Facial expression recognition’s bias problem is glaring
No doubt having watched the attention being paid to racial bias in biometric facial recognition, a group of researchers looked at facial expression recognition and found similar problems to the worst-performing algorithms.
The scientists found there are too few large data sets that both have diverse subjects and adequate expression labels. Expression recognition algorithms cannot be made fair and accurate training on this stock.
Facial expression recognition systems seek to identify emotions displayed on people’s faces, and are less bankable today than are more common facial recognition systems. There is broader inherent value — for identification alone — in face scanning than there is in understanding moods.

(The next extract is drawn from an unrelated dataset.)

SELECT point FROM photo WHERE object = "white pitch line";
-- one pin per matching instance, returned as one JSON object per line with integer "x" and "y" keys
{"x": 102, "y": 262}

Scanning people to record their apparent emotions is likely to be more controversial than other biometrics, and even a hint of unfairness to the algorithms is likely to unnerve even the most disinterested people in a given public place.
Three researchers from the University of Cambridge in the UK and a fourth from Middle East Technical University in Turkey published their non-peer reviewed paper in July.
Facial expression recognition is a well-researched topic, according to the researchers, but not so expression recognition, which they describe as “scarce.” And there are “a large number” of data sets of faces with expression labels.
But “virtually none of these datasets have been acquired with consideration of fair distribution across the human population,” the team writes. Put another way, there has been almost no effort to collect images and videos in expression-related data sets that label ethnicity, age and gender.
AI cannot recognize a world it has never really seen.
In its proof of concept, the team used the RAF-DB and CelebA databases, which are described as well-known. Both identified emotions or affect as well as gender, age and ethnicity. The researchers also found both data sets are “large enough to enable the training and evaluation of state-of-the-art deep learning models.
The RAF-DB was described as a real-world set, having a spectrum of photographs of faces collected from the Internet. It is overwhelmingly populated by white people between 20 and 39 years old. From it were drawn 14,388 images, of which 11,512 were sampled for training.
This database was used to recognize seven categories of expressions: neutral, surprise, sadness, happiness, fear, disgust and anger.
CelebA, with 202,599 images of 10,177 people, had a smaller range of labeled expressions, and so was only used to train for smiling/not smiling, gender and age.
The researchers used three approaches to sort expressions: baseline, attribute-aware and disentangled.
As part of their results, they found that using data augmentation (which increase data diversity available for training models by using techniques including image cropping and flipping) improved the baseline model’s accuracy. It could not mitigate the bias, though.
Attribute-aware and disentanglement models were more accurate and fair than baseline when they were “fortified” by data augmentation. The disentangled approach was best for “mitigating demographic bias.”
Overall, bias mitigation is more “suitable” when there is an uneven attribute distribution or an imbalance in the quantity of subgroup data.